Are investors and advisors as conscious about their relationship with money as they could be? Is there an opportunity to better understand how one thinks of money, why one acquires it, and what role that money plays in one’s life? As we become more self-aware of who we are as savers and spenders, as risk takers and risk managers, then we become more conscious of how to plan, how to manage adversity, and how to monitor our financial relationships with family, business, and philanthropy.
2. Conscious Action
Awareness enables us to take action that aligns with our values and objectives. We are less likely to get compelled to make investments that are counter to our interests or personality. For too many, investing remains a crap shoot, a series of random actions that are disjointed, inconsistent, and haphazard. Conscious action leads to a strategic approach grounded in our long-term needs, more likely to reinforce positive investing behavior.
3. Keep it Simple
As financial products have become increasingly detached from reality, strange things have emerged. The largest “bond” fund in the world consists primarily of derivatives with very few bonds in it, and often has significant portions of the portfolio shorting the very market it claims to represent. Variable annuities that require hundreds of pages of disclaimers and explanations sit in accounts of unsophisticated investors who STILL don’t understand what they do, yet have been assured that whatever it is, it’s guaranteed. Structured notes in a thousand shapes and sizes generate huge returns for the investment banks that structure them, yet still claim to provide potential return streams that seem too good to be true.
These genetically modified investment products are conceived by people who actually are called financial engineers, as if to imply that there is a scientific rigor backed by the laws of physics under girding the whole system, rather than economic forecasts generated by actuaries and economists, propped up by very large sales teams, leverage and benign regulators.
But if one remembers that a stock represents ownership in a company and a bond represents a loan to a country, company or other municipality, then that is a good starting place. Like remembering that tomato sauce starts with tomatoes and should end with some basil, onion or garlic. But that corn syrup (what IS that?) doesn’t need to be there, nor does xanthan gum. When there are ingredients in your food that don’t make sense, it might be good to think twice before eating them.
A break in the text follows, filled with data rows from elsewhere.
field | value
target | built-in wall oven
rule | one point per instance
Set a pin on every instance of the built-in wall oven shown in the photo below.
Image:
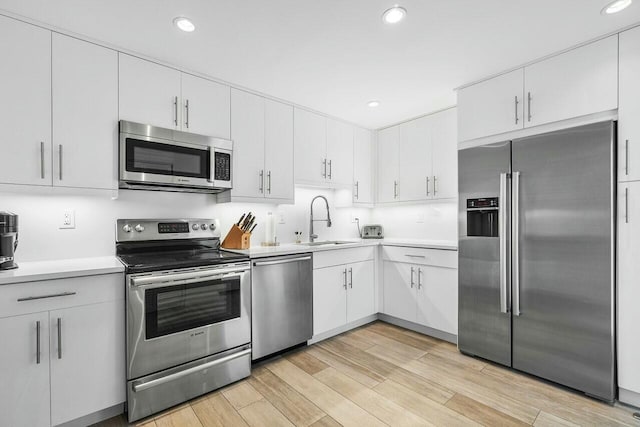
(188, 313)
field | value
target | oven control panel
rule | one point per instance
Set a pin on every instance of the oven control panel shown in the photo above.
(128, 230)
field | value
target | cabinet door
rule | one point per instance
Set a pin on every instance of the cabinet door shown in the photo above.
(85, 114)
(278, 150)
(24, 395)
(628, 289)
(329, 298)
(573, 84)
(339, 153)
(363, 166)
(444, 155)
(310, 143)
(361, 290)
(438, 298)
(87, 360)
(25, 110)
(415, 159)
(491, 107)
(206, 107)
(388, 152)
(247, 132)
(400, 290)
(629, 111)
(149, 93)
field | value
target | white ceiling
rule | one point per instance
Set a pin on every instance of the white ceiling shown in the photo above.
(334, 56)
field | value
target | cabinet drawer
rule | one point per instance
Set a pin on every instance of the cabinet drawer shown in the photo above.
(60, 293)
(435, 257)
(342, 256)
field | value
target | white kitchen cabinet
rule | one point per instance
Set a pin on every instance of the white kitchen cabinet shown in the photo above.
(205, 107)
(87, 337)
(573, 84)
(24, 395)
(363, 151)
(491, 107)
(25, 112)
(388, 164)
(629, 109)
(149, 93)
(85, 114)
(278, 151)
(339, 153)
(415, 159)
(628, 289)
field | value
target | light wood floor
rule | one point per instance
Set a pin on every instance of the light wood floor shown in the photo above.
(381, 375)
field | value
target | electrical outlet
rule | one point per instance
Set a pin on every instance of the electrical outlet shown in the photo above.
(68, 219)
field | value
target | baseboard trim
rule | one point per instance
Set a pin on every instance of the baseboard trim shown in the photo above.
(425, 330)
(96, 417)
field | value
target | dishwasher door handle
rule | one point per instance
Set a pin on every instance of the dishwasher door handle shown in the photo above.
(282, 261)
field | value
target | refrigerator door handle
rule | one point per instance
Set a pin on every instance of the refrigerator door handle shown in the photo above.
(515, 218)
(502, 232)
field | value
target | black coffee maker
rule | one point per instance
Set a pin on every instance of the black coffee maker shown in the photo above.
(8, 240)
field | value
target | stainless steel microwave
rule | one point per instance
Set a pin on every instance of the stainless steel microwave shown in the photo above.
(153, 158)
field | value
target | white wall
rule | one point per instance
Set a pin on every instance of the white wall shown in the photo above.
(94, 235)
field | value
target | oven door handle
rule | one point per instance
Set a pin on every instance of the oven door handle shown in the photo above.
(184, 278)
(177, 375)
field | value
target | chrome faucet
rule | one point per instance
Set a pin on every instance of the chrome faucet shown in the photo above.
(312, 236)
Same goes for investments.
4. Take Time
We have already agreed not to start a “Slow Money” movement, but it sure would be helpful if investors slowed down long enough to really think through what their money is for, to have the hard conversations about objectives and risk, about greed and other ulterior motives, about needs versus wants versus desires. It would be wonderful if advisors slowed down long enough to ask questions, to listen, to develop a thorough understanding, to teach and empower their clients. Wouldn’t it be something if regulators had time to monitor, product designers had time to stress test, managers had time to endure a difficult period before being fired, and markets had time to heal without program traders and fickle investors causing gyrations based not on fundamentals but on a rush to…well, we’re not sure what the rush is.
So next time you savor an heirloom tomato from a garden or enjoy a nice long meal with family, friends or colleagues, take a moment to reflect on other ways you can be more conscious with the monies you steward. We are all examples to each other. Thus as we act, we also influence. There’s a lot of power in that. It’s not fast, but in time it just might make a difference.